Sudbury woman shares her story of depression for Bell Let’s Talk
Depression can come out in different ways, says Jannik Hobson
Today is Bell Let’s Talk Day. It’s the 10th anniversary of the campaign to raise money to support people who are living with mental illness.
Jannik Hobson understands what that’s like. She fell into a deep depression after her father was killed in a head-on collision a few years ago.
Now she’s speaking openly about her experience to help erase the stigma around mental health.
Two months after her father’s death, Hobson started her second year of studies at Cambrian College, and she says it wasn’t easy.
“I wasn’t eating. I wasn’t sleeping. I had lost over 10 pounds. I wasn’t getting out of my room. I wasn’t showering,” Hobson said.
The usually social young woman says she found it hard to find herself in that situation. “But once I did accept that, it was easier to move forward.” She sought treatment in the form of counselling and anti-depressants.
Hobson says she’s currently in her second depression since her father’s death but it went undiagnosed for 10 months because it didn’t manifest itself the same way as the first depression.
“Depression can come out in different ways. This time around it was a lot of stress,” said Hobson. “I didn’t feel like myself. It was more psychological. My body was different.”
Hobson started therapy this year and says it’s good to get advice from a professional. “I definitely recommend getting that help when you know you don’t feel like yourself.
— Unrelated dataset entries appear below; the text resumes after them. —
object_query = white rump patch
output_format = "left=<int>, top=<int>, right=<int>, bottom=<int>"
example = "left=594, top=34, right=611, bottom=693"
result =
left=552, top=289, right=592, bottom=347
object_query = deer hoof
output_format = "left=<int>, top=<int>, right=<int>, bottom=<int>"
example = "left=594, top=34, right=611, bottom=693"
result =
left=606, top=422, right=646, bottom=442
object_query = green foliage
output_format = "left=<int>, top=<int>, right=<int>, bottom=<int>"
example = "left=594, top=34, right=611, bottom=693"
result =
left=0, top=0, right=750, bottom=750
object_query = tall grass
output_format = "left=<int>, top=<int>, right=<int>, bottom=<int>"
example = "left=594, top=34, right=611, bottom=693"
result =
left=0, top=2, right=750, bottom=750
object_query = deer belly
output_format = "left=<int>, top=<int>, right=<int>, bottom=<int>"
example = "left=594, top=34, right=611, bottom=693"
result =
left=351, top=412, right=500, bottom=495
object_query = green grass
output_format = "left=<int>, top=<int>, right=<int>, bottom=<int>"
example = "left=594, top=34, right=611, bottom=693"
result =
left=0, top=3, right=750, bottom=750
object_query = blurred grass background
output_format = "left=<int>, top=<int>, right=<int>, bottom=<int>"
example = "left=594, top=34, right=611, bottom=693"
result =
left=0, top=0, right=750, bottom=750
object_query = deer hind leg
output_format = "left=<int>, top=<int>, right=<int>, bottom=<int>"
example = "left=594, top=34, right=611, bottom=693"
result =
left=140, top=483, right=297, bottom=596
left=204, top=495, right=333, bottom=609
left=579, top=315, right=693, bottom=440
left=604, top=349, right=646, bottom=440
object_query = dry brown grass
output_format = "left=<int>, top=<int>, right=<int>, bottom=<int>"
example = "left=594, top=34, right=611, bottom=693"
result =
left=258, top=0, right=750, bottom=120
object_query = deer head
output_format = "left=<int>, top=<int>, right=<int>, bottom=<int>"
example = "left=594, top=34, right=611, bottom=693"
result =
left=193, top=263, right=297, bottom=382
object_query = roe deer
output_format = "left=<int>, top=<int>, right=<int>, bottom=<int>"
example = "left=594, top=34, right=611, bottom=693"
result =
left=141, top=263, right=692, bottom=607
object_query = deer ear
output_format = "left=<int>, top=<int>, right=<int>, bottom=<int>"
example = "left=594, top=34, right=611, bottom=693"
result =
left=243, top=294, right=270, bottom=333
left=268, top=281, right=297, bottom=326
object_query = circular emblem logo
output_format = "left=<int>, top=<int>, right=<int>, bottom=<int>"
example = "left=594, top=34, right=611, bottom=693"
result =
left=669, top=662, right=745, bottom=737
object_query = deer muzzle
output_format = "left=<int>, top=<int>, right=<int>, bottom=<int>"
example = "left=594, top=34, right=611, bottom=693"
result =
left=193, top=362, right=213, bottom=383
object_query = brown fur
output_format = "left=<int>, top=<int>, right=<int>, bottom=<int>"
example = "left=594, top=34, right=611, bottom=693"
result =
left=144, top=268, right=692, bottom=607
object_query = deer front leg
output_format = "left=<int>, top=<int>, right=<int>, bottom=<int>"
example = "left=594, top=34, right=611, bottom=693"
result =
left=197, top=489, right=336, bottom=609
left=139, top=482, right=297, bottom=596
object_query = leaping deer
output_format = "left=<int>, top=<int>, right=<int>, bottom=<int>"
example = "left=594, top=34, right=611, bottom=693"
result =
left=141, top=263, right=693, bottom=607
You should trust that instinct and definitely get that help,” she added.
Hobson says she kept trying to be the person she was before her father’s death until she realized that person doesn’t exist anymore.
“I can’t become the person I was before that tragic event changed me forever,” she said. “You have to move forward with who you are because you’re stronger and you’ve been through so much that you’re actually wiser as a person.”
Hobson admits she was a little leery about sharing her story for Bell Let’s Talk. But after having given it some thought, she decided to do it.
“There’s still a stigma around mental health and that’s what I’m trying to eliminate,” she said. “I graduated with honours. I have a wonderful career and a wonderful life. And yes, I am in a depression. You can still be a person and do things and still have these struggles.”